New tax is a further blow for Italian wind

ITALY: Italy's wind-energy sector took another hit last month with the decision to tax renewable-energy companies with a turnover exceeding EUR 10 million an extra 10.5% corporate tax over the next three years.

Part of the government's EUR45.5 billion austerity package, the new tax comes at an already difficult moment for wind-energy firms. A troubled economic backdrop and ongoing uncertainty over future incentives have made financing projects a challenge.

"The only certainty we have now is that we have a new tax to pay," said Paolo Tabarelli de Fatis, vice-president of wind energy association Anev, at the Eolica Expo conference in Rome last month. Anev warned the so-called Robin Hood tax could cut investor returns by 10% and endanger some EUR10 billion in investments over five years.

"We didn't like the Robin Hood tax before and we don't like it now," said Alberto Biancardi of energy regulator AEEG, which has cautioned the tax could mean higher electricity bills. Catia Tomasetti, head of project finance for Italian law firm Bonelli Erede Pappalardo, said investors become wary when retroactive changes are made affecting the investment case for a project.

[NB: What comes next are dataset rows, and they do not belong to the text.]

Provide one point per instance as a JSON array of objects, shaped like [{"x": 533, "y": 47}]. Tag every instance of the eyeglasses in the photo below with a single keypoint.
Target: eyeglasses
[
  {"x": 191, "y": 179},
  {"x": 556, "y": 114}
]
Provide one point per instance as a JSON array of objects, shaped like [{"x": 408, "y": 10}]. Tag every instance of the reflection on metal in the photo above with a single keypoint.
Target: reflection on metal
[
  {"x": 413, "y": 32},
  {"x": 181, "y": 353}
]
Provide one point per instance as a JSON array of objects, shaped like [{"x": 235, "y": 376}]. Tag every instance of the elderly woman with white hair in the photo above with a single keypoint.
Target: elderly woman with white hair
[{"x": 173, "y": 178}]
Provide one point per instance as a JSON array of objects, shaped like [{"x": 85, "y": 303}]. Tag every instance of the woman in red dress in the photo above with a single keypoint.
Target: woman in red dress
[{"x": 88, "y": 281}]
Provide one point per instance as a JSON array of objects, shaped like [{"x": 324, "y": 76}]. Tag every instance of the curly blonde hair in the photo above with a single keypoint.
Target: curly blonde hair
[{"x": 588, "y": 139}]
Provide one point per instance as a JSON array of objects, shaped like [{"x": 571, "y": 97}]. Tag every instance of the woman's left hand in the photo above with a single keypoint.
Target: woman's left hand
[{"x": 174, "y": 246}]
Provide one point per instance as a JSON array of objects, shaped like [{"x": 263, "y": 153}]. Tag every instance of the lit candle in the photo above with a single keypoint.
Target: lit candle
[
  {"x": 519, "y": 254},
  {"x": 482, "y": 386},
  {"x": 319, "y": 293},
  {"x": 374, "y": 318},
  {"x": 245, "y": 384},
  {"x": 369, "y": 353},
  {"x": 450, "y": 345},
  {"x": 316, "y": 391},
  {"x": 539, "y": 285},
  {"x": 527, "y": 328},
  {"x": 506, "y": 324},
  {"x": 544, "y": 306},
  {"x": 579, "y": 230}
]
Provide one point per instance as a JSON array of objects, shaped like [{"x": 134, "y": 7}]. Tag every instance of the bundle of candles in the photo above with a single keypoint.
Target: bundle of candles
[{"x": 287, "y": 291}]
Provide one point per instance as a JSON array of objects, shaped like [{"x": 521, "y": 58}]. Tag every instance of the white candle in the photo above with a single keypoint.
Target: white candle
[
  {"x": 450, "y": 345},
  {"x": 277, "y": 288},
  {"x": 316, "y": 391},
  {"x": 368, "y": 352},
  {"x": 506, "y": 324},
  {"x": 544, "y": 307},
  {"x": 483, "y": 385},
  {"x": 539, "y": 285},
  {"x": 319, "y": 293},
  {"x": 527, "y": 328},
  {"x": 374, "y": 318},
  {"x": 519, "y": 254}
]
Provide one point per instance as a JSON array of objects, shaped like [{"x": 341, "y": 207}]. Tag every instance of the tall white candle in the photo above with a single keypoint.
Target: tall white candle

Renewable-energy firms and grid operators were previously exempt from the tax on energy companies, which had been set at 6.5% and applied only to firms with annual turnover above EUR25 million. Enel Green Power has estimated the tax will cost it EUR25 million a year to 2013. Transmission system operator Terna forecasted the tax would cost it EUR80 million in 2011 alone.

Stefano Tosi, institutional affairs director at Terna, believes the new tax may not even be a good way to raise money, explaining that tax revenues could suffer if Terna and others are now forced to cut back investments. Grid upgrades could also be delayed. To counteract these risks, Terna wants future stimulus measures to include a provision by which energy firms increasing investments over the next three years would see the tax reimbursed.

Meanwhile, the government acknowledged that legislation with details of a new incentive scheme would not be available before some time this month. In this environment, Tomasetti said, only projects with good wind resources that could survive on little or no incentives are being financed.

With interest rate spreads ballooning, debt-financing interest rates now stand at about 6% compared with 3% in 2008, said ICQ Holding CEO Luigi De Simone. Debt-equity ratio is now roughly 60:40 compared with an average 80:20 then, he added. "Even to get that you really have to work on convincing the banks. Non-recourse project financing doesn't exist any more either. Banks want a hundred guarantees," he said.